I live at the end of Third Street and I have a view of Leonard Lake and its associated dam from my property. I canoe, fish and swim in both Leonard and Graham lakes (my family owns a home on Graham Lake), so it is fair to say the dam’s existence, and the regulation of water levels on Graham Lake, directly affects my family. Knowing this, one might think I am opposed to removal of the Leonard Lake Dam. Not so. I am in support of a thoughtful solution that considers the effects the dam, or its removal, has on the greater Ellsworth community, with careful consideration given not just economic benefits, but a healthy and robust fishery.
It is well known that run-of-river is critical to the biological processes of anadromous and catadromous fishes, and in order to maintain healthy fish populations, successful, non-lethal passage must be maintained! Approving the relicensing of the dam should not be the assumed outcome unless it can be shown that successful and robust fish passage is achievable.

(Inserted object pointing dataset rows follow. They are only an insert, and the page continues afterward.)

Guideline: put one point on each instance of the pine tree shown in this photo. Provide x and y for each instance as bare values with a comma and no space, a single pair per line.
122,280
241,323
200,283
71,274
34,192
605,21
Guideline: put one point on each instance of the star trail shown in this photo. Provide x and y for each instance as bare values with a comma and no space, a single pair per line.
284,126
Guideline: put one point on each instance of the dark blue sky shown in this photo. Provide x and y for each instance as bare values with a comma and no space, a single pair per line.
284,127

Furthermore, it should be noted that by removing the dam and returning the river to its pre-dam flow, there could be significant benefits to the local economy by attracting whitewater sports enthusiasts and supporting businesses. There has been a significant shift in the last century away from removing natural resources as a means to creating jobs, to maintaining and benefiting from them. We need not look any further than Acadia National Park to see how preservation and good stewardship of natural resources has grown the economy of Hancock County!

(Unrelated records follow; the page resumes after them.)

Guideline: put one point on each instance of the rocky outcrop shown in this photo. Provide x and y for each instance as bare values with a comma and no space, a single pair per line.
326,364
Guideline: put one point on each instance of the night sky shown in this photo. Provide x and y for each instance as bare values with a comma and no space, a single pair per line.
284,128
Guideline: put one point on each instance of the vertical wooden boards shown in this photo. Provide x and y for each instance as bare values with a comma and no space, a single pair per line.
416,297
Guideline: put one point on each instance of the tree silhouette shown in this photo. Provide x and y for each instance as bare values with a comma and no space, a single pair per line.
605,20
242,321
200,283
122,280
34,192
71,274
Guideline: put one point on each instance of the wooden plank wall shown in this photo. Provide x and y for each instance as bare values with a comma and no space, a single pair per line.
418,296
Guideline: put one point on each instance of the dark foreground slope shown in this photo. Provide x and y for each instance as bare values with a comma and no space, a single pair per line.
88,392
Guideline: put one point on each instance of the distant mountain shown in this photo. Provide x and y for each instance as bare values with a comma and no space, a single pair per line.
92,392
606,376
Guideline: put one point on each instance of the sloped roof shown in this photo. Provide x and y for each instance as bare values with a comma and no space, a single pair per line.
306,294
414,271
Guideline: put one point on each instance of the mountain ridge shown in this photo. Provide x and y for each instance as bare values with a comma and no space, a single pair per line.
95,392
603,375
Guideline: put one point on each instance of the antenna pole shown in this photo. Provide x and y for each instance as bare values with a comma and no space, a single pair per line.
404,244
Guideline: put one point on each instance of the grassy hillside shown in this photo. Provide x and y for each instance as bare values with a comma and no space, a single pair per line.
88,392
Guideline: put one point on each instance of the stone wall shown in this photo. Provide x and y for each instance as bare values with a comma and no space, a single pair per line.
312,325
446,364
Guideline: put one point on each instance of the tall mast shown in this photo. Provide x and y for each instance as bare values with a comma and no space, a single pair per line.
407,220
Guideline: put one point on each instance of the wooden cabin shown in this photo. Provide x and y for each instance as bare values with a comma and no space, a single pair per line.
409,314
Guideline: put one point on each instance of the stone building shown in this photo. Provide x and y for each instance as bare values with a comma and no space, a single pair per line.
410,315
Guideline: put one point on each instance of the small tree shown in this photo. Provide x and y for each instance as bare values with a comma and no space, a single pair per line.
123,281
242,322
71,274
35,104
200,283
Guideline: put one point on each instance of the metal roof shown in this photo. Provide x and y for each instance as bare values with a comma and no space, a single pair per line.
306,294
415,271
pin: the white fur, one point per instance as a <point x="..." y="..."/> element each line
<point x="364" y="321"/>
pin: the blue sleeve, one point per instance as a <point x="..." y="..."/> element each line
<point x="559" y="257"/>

But this may not be a win or lose situation. The Damariscotta Mills fish ladder in Newcastle, Maine, is a successful fish passage that has been developed and maintained through strong community involvement in conjunction with IF&W. It has also been a huge success both environmentally and economically with over 900,000 alewives returning to spawn in 2013 and the annual Alewife Festival attracting 20,000 people over a weekend last summer! This is not just an economic pulse; it is long-term growth that benefits everyone.
If there is a way to continue the use of hydropower and allow the safe and successful passage of alewives and salmon both up and down the Union River, then I am in support of that effort. However, I find it unacceptable to renew the license strictly to maintain the status quo. We should get smart about this and take the long view.